GPCR internalization assays are based on receptor desensitization, where GPCRs activated by GRK phosphorylation at specific sites recruit β-arrestin, leading to receptor endocytosis. With the rise of image-based high-content screening (HCS) systems, GPCR internalization detection has become quantifiable.
β-arrestin recruitment is a common mechanism of negative regulation of GPCR signaling, applicable to almost all GPCRs. For screening drugs related to Gαi-coupled GPCRs and orphan GPCRs, the detection window of traditional second messenger detection systems is small, making β-arrestin recruitment detection methods particularly useful. Various non-imaging-based β-arrestin recruitment detection methods have been developed, including bioluminescence resonance energy transfer (BRET), TangoTM detection (Invitrogen), and PathHunterTM technology (DiscoveRx).
Figure 8. β-arrestin Recruitment Detection Methods
(A. BRET; B. TangoTM; C. PathHunterTM)
Label-free technology has emerged in the field of whole-cell assays, especially in GPCR screening. This method uses biosensors to convert ligand-induced changes into quantifiable signals such as optics or electricity, thereby integrating cellular responses. Label-free whole-cell assays can monitor changes in cell characteristics, including adhesion, proliferation, migration, and cell death. The main instruments currently used include BINDTM and EpicTM (optical) as well as ECISTM, xCELLigenceTM, and CellKeyTM (electrical).

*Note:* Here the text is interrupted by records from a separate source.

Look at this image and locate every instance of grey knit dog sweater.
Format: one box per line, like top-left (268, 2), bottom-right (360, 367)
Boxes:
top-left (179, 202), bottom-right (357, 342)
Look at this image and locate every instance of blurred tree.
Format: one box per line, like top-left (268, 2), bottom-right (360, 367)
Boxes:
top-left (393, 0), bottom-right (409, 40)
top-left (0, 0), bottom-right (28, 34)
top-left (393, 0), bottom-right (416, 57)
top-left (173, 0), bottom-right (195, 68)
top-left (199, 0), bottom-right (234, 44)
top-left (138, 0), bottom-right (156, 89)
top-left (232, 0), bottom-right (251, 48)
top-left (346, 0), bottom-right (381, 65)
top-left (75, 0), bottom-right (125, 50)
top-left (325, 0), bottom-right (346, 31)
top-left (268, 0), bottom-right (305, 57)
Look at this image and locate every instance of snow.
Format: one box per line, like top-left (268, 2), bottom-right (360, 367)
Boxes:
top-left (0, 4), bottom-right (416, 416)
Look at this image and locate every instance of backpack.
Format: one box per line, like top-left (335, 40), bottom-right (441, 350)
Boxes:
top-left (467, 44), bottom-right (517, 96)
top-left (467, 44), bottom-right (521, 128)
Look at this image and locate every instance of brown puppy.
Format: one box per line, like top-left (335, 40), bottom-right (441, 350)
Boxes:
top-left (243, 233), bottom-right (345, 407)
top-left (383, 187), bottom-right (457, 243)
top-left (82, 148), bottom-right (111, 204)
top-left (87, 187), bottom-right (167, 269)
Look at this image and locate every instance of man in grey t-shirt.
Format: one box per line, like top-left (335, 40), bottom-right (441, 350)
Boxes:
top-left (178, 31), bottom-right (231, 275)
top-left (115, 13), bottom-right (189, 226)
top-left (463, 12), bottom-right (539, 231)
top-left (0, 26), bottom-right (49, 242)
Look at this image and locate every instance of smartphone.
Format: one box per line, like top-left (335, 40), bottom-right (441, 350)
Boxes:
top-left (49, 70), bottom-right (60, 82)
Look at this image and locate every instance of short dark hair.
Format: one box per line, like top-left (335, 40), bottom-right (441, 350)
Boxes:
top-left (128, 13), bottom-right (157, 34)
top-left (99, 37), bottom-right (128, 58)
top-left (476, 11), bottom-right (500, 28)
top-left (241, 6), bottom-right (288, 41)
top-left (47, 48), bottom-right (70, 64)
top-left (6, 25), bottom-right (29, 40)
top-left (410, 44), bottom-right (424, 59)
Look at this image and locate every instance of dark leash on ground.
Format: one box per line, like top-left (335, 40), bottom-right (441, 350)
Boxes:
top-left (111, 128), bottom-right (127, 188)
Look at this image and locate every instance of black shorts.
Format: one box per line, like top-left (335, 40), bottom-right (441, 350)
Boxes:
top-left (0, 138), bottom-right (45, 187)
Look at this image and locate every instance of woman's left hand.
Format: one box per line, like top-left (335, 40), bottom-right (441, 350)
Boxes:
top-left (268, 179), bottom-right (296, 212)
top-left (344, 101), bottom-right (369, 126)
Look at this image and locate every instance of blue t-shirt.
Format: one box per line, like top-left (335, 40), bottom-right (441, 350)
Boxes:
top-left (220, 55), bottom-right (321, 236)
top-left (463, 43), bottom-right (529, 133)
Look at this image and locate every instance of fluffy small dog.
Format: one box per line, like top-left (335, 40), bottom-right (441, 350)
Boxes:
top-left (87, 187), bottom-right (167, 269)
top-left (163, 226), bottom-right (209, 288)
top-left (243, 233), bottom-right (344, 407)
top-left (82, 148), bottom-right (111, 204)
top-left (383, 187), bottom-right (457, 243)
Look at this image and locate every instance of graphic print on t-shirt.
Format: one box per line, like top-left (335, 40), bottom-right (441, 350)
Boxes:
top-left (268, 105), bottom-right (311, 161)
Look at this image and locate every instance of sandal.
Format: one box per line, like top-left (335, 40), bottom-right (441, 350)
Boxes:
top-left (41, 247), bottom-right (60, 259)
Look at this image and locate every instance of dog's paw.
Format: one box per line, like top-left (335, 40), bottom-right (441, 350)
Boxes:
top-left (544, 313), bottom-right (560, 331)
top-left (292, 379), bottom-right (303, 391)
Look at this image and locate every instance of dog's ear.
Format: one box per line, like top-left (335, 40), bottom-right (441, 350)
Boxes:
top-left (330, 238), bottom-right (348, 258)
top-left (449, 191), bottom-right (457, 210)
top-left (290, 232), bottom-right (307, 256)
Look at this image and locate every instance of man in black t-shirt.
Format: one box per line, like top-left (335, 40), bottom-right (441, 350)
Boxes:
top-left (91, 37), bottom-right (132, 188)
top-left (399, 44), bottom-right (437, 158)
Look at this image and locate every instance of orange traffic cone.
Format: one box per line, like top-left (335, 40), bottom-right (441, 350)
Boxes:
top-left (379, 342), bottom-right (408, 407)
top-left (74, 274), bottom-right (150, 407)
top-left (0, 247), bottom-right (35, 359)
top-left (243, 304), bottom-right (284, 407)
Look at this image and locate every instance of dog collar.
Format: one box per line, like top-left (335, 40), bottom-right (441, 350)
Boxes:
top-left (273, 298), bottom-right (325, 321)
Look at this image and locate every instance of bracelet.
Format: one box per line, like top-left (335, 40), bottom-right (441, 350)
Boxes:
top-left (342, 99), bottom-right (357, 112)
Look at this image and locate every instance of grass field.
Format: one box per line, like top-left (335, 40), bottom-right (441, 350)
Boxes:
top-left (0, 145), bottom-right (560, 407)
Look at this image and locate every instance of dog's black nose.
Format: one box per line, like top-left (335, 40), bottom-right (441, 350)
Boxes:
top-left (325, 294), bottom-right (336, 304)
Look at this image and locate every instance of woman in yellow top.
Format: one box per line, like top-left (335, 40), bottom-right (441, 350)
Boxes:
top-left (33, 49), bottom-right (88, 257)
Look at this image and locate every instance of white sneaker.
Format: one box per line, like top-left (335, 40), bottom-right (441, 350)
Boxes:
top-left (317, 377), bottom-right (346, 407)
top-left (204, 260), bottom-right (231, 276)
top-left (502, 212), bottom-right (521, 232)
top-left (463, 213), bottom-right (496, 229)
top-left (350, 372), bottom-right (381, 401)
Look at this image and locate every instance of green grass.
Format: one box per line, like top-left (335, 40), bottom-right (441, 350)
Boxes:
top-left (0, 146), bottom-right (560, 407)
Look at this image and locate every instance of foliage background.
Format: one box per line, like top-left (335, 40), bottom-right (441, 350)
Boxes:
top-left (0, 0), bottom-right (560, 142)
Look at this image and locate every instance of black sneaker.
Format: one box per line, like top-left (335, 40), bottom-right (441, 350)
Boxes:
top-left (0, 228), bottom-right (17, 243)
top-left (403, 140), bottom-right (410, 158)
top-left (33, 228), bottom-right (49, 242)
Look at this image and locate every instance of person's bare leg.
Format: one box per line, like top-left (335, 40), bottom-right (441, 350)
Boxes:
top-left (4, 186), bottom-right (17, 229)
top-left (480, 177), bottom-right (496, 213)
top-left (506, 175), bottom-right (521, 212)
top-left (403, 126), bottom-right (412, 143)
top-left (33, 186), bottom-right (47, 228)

Despite challenges with false positives and negatives, label-free technology, when combined with traditional methods, is expected to further expand the application of GPCRs in drug discovery and development.
Many GPCRs form dimers on the plasma membrane, which has profound implications for signal transduction and pharmacology. C-type GPCRs require heterodimerization to maintain function. Many A-type GPCRs can form homodimers when expressed alone, and their heterodimerization may lead to different signaling characteristics. Methods have been designed to assess the effects of compounds on GPCR dimerization, and technologies established include FRET/BRET, Tag-liteTM, and PathHunterTM GPCR dimerization detection systems.
Figure 9. Receptor Dimerization Assays
(A. BRET; B. Tag-liteTM; C. PathHunterTM)
GPCRs activate G proteins to transmit external stimuli, triggering signal cascades. In this process, G proteins replace GDP with GTP, causing the α and β/γ subunits to dissociate and trigger different signaling pathways. Different kinases, such as Src, PLCβ, PKC, etc., regulate small G protein/MAPK cascades. Detecting phosphorylated protein levels is crucial for understanding this process. From the initial radioactive labeling to phosphorylation-specific antibodies, various immunoassay techniques have been promoted. Such as Western Blot, ELISA, flow cytometry. Among them, TR-FRET detection technique is a simple and homogeneous method, which is suitable for high throughput screening.